Daha sonra yanına Vali ve Ali Fuat Paşa’yı alarak, otomobiliyle ve kendini izleyen diğer otomobillerle birlikte, kalacağı yer olarak ayarlanmış olan Ziraat Mektebi’ne doğru ilerlemeye başladı.
Bu sırada kent Paşa’nın gelişi onuruna adeta kaynıyordu. Bir yandan davullar ve zurnalar çalıyor; Dikmen tepelerinden hafızlar ezan ve salât okuyorlardı.
Köylerden birçok atlı ve kağnı arabaları gelmiş, bir şenlik havası içinde kentlisi ve köylüleriyle Ankaralılar Mustafa Kemal Paşa’yı bağırlarına basıyorlardı.
Her tarafa “Geliyor!” diye tellallar çıkarılmıştı.
Paşayı karşılamak için seçilen atlı alayı Ulucanlar’dan Hacıbayram Camii’nin önünde toplanmış, dini tören yapılmış, yedi yüz piyade, üç bin atlıdan oluşan bir Seymen alayını, Ankaralı dervişler izlemişti.
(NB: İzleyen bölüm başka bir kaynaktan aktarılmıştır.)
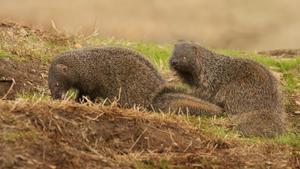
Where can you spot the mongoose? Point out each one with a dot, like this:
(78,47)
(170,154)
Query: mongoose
(108,72)
(244,88)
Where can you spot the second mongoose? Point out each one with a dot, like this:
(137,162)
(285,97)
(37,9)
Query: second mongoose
(115,73)
(244,88)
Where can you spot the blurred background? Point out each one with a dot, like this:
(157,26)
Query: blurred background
(236,24)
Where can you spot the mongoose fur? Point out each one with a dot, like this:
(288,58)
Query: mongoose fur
(113,73)
(244,88)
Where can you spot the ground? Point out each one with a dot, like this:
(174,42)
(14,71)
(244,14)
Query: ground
(37,132)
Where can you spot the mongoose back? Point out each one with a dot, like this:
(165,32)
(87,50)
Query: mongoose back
(113,73)
(108,72)
(242,87)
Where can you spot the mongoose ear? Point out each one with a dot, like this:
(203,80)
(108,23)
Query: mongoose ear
(62,68)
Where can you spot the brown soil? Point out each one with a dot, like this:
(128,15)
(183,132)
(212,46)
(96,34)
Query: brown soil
(29,76)
(46,134)
(282,52)
(70,135)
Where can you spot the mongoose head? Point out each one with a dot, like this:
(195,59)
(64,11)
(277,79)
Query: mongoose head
(59,80)
(184,60)
(183,56)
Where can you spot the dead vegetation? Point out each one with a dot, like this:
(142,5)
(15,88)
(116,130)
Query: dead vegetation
(46,134)
(41,133)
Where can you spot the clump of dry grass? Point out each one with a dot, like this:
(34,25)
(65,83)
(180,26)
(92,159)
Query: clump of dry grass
(52,134)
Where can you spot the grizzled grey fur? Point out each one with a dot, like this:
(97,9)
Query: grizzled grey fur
(244,88)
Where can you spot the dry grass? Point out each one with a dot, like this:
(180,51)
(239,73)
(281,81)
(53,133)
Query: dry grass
(70,135)
(36,132)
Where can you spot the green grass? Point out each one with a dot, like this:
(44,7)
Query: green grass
(159,55)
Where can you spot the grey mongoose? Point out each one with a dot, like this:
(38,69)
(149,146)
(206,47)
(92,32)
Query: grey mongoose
(115,73)
(244,88)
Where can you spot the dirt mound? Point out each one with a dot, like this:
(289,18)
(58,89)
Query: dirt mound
(21,77)
(286,53)
(45,134)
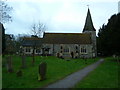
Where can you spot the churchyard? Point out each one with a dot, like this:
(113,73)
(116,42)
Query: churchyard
(105,76)
(19,72)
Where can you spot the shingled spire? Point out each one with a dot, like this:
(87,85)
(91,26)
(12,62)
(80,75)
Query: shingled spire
(88,23)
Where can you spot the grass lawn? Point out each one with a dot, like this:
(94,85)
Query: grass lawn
(56,69)
(105,76)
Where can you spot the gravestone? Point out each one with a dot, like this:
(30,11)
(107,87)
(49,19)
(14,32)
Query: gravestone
(9,64)
(42,71)
(23,61)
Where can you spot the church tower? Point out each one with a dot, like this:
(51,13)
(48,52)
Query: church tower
(89,28)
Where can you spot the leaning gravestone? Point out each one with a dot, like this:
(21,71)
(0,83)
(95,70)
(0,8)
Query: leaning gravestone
(42,71)
(23,61)
(9,64)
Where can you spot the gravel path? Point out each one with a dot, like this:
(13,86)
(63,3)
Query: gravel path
(74,78)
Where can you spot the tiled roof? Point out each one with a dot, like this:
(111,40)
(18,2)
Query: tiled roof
(59,38)
(67,38)
(31,41)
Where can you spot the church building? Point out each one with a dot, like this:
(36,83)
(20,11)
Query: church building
(72,45)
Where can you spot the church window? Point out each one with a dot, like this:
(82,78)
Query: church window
(83,50)
(66,50)
(76,47)
(38,51)
(28,49)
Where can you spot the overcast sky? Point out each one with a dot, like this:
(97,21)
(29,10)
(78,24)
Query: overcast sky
(66,16)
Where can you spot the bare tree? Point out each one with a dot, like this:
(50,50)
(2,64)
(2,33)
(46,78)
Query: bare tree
(37,31)
(5,12)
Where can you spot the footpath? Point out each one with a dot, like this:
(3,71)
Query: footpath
(71,80)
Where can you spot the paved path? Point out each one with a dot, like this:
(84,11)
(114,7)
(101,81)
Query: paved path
(74,78)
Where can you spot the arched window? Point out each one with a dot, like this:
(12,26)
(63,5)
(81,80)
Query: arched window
(83,50)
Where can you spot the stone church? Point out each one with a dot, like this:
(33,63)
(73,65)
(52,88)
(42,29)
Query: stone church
(72,45)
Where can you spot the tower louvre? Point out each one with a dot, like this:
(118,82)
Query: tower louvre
(88,23)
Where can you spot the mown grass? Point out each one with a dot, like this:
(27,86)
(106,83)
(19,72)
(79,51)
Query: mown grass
(105,76)
(56,69)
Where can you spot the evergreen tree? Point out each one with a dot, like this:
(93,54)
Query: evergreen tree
(109,35)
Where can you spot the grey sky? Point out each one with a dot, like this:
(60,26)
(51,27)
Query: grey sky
(59,15)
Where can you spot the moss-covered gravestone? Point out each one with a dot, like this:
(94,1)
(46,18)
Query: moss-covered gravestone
(9,64)
(42,71)
(23,61)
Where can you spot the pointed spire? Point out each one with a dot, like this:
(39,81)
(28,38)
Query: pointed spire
(88,23)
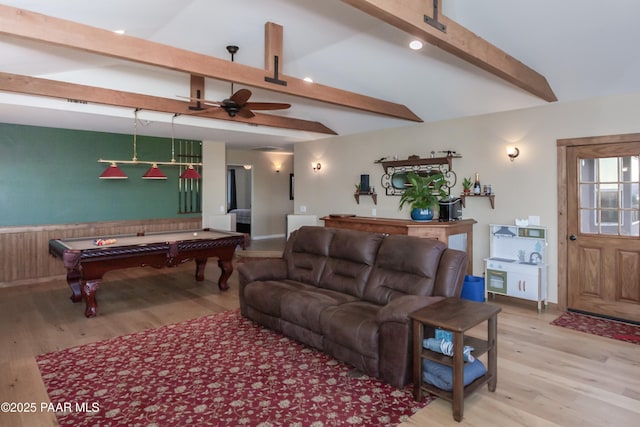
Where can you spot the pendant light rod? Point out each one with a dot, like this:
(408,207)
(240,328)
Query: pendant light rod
(144,162)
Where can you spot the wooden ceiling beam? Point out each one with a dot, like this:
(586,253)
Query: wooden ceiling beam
(34,26)
(75,92)
(409,16)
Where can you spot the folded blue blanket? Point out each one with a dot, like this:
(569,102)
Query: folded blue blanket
(441,376)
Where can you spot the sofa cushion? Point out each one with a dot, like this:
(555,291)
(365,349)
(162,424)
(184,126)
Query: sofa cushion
(265,296)
(351,258)
(307,253)
(405,265)
(352,325)
(304,307)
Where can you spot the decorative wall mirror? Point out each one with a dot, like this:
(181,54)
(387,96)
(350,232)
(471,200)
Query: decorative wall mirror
(394,180)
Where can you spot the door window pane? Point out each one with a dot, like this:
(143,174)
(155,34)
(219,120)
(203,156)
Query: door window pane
(609,196)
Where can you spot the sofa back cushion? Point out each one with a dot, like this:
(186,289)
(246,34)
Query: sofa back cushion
(306,253)
(352,255)
(404,265)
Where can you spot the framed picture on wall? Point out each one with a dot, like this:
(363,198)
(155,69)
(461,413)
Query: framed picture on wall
(291,182)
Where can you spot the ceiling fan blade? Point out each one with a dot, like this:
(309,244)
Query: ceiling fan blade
(267,106)
(203,101)
(241,97)
(245,112)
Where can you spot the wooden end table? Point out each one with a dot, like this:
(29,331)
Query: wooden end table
(458,316)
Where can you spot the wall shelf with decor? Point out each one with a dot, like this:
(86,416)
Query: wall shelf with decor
(374,196)
(491,198)
(417,162)
(394,180)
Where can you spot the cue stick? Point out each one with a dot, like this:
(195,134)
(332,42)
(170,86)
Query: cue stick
(191,180)
(179,180)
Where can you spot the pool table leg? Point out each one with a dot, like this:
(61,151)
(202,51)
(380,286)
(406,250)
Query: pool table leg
(74,281)
(227,268)
(89,289)
(201,263)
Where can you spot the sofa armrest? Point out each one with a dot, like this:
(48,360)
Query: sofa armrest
(267,269)
(399,309)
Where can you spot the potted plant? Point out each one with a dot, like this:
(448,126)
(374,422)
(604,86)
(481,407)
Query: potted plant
(466,185)
(422,194)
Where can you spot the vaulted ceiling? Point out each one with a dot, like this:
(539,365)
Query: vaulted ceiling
(584,49)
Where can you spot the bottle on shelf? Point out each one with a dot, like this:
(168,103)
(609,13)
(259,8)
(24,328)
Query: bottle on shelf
(477,188)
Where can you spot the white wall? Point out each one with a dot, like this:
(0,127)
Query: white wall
(527,186)
(213,173)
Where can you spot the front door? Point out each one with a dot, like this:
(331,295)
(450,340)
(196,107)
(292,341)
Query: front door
(603,218)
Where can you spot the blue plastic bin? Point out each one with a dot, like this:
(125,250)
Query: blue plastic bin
(473,288)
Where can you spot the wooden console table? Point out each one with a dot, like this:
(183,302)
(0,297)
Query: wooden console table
(442,231)
(458,316)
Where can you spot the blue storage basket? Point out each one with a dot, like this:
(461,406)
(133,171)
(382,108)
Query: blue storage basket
(473,288)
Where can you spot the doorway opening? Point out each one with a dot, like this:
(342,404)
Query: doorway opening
(240,195)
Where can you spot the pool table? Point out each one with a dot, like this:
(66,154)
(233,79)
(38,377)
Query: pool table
(87,259)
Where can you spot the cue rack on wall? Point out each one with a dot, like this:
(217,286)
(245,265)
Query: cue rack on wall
(189,190)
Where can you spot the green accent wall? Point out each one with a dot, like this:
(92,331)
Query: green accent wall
(50,176)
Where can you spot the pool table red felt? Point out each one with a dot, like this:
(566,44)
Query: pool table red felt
(86,262)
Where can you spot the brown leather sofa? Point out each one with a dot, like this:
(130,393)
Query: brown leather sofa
(349,294)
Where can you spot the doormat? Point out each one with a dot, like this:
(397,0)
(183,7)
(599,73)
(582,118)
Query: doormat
(599,326)
(218,370)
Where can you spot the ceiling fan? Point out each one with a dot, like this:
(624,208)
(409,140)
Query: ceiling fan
(238,103)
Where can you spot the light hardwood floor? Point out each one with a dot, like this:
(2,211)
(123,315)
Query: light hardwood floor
(547,376)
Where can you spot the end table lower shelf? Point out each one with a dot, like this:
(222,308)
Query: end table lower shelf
(458,316)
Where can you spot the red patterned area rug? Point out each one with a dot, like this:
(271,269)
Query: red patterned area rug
(598,326)
(218,370)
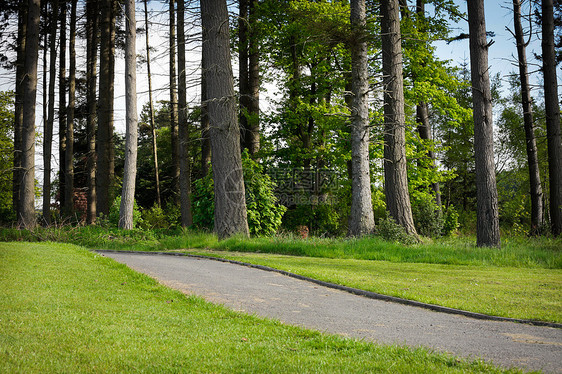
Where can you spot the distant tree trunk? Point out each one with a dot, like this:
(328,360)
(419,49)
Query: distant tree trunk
(104,138)
(69,151)
(91,75)
(26,218)
(537,213)
(361,218)
(230,201)
(62,103)
(205,141)
(151,109)
(174,105)
(18,107)
(395,174)
(487,222)
(48,124)
(131,121)
(185,162)
(552,117)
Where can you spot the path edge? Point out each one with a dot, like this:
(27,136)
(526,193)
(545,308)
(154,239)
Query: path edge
(351,290)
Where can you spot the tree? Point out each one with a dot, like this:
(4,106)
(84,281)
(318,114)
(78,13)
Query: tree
(48,125)
(552,117)
(230,204)
(104,139)
(537,214)
(487,216)
(395,173)
(69,151)
(151,109)
(361,218)
(183,125)
(91,80)
(26,218)
(129,176)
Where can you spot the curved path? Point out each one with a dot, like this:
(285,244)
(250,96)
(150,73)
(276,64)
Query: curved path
(306,304)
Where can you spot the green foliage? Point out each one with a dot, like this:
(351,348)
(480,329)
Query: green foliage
(264,213)
(113,217)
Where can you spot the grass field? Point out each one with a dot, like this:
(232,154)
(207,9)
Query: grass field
(64,309)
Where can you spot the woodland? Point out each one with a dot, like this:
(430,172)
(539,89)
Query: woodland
(368,132)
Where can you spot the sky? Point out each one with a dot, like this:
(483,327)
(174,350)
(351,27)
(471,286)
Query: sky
(501,60)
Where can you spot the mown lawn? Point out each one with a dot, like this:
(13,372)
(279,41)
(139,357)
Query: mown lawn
(64,309)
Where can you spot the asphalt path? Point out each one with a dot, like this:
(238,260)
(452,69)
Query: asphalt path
(302,303)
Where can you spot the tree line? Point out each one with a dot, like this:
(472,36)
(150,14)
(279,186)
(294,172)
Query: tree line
(368,123)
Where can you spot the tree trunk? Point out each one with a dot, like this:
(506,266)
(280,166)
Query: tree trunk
(552,117)
(104,138)
(69,151)
(151,109)
(26,218)
(183,125)
(230,201)
(174,105)
(62,104)
(92,45)
(18,107)
(361,219)
(48,124)
(487,222)
(537,213)
(131,121)
(395,173)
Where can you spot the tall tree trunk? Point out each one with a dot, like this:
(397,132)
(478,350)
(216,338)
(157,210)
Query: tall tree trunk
(26,218)
(62,104)
(205,141)
(69,151)
(104,138)
(552,117)
(422,117)
(174,106)
(537,213)
(361,219)
(230,200)
(18,107)
(185,162)
(487,222)
(151,110)
(395,173)
(91,75)
(48,124)
(131,137)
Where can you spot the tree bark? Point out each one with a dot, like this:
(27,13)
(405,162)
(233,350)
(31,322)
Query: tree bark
(151,109)
(537,213)
(230,201)
(487,222)
(62,105)
(183,125)
(104,138)
(361,219)
(91,74)
(395,173)
(26,218)
(174,105)
(18,107)
(131,120)
(69,151)
(48,124)
(552,117)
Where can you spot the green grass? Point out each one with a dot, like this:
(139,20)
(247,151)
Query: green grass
(523,293)
(64,309)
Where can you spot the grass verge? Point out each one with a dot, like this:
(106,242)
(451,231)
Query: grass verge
(64,309)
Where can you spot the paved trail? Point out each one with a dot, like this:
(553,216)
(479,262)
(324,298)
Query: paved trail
(302,303)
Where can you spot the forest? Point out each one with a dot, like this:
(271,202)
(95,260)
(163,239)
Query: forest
(328,118)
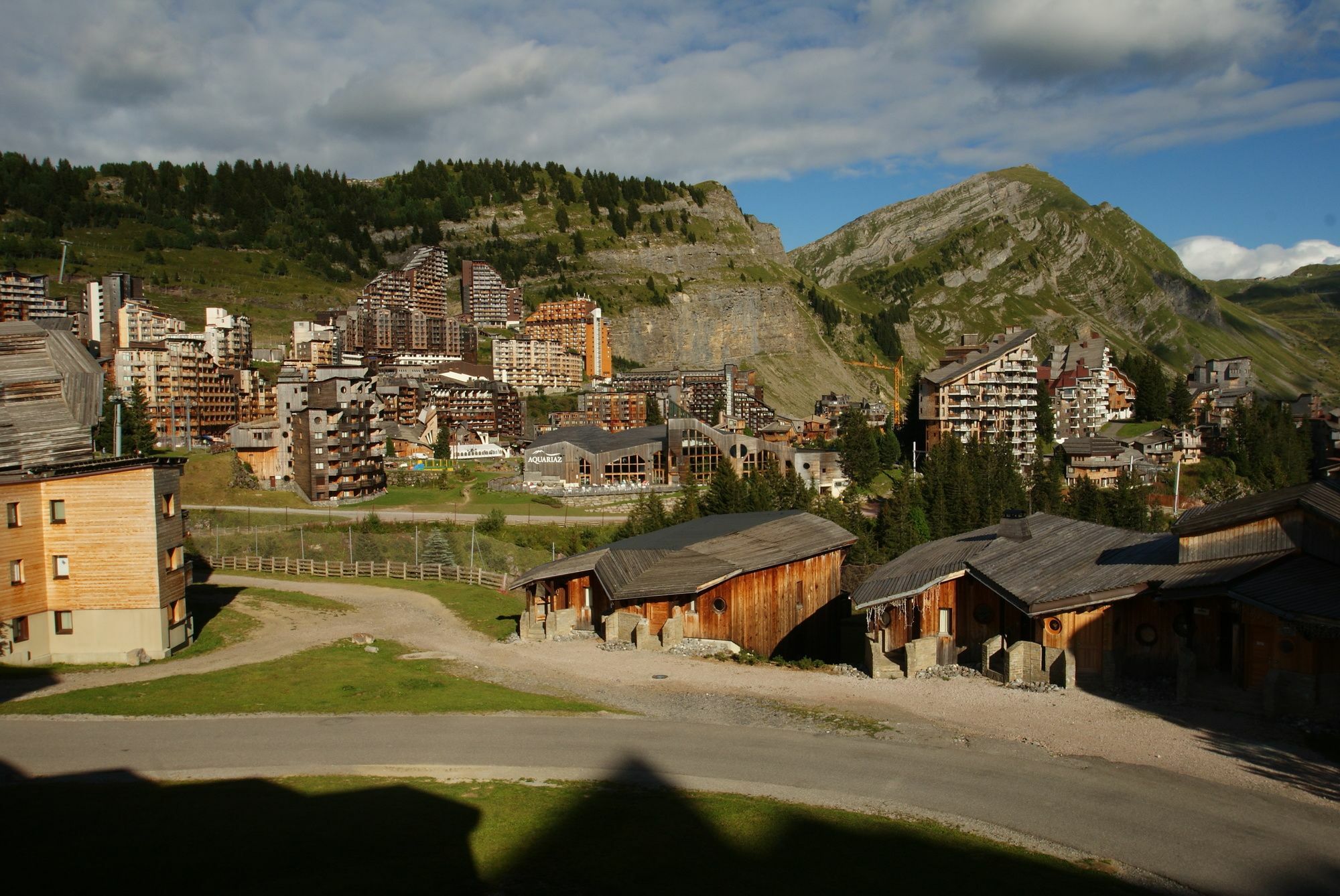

Sonra esnaf, okul öğrencileri bu yürüyenleri izlemişlerdi.
Dikmen tepelerine gelindiğinde ezanlar ve salatlar arasında, Kızılyokuş’ta kurbanlar kesilmeye başlandı…
Karşılayanlar iki sıra halinde dizilmişlerdi.
Paşa otomobilinden inerek hepsinin tek tek hatırını sordu ve ellerini sıktı.
Daha ilerde, yedi yüz kadar zeybek giysisi içinde, ellerinde palalarla gençler vardı. Paşa bunlara yanaştı ve “Merhaba!”diye seslendi.
Hepsi bir ağızdan “Sağol!” diye yanıt verdiler.
Mustafa Kemal Paşa yeniden seslendi:
“Arkadaşlar, buraya niçin geldiniz?”…
Gençler yeniden yanıt verdiler:
“Millet yolunda kanımızı akıtmaya geldik! And olsun!”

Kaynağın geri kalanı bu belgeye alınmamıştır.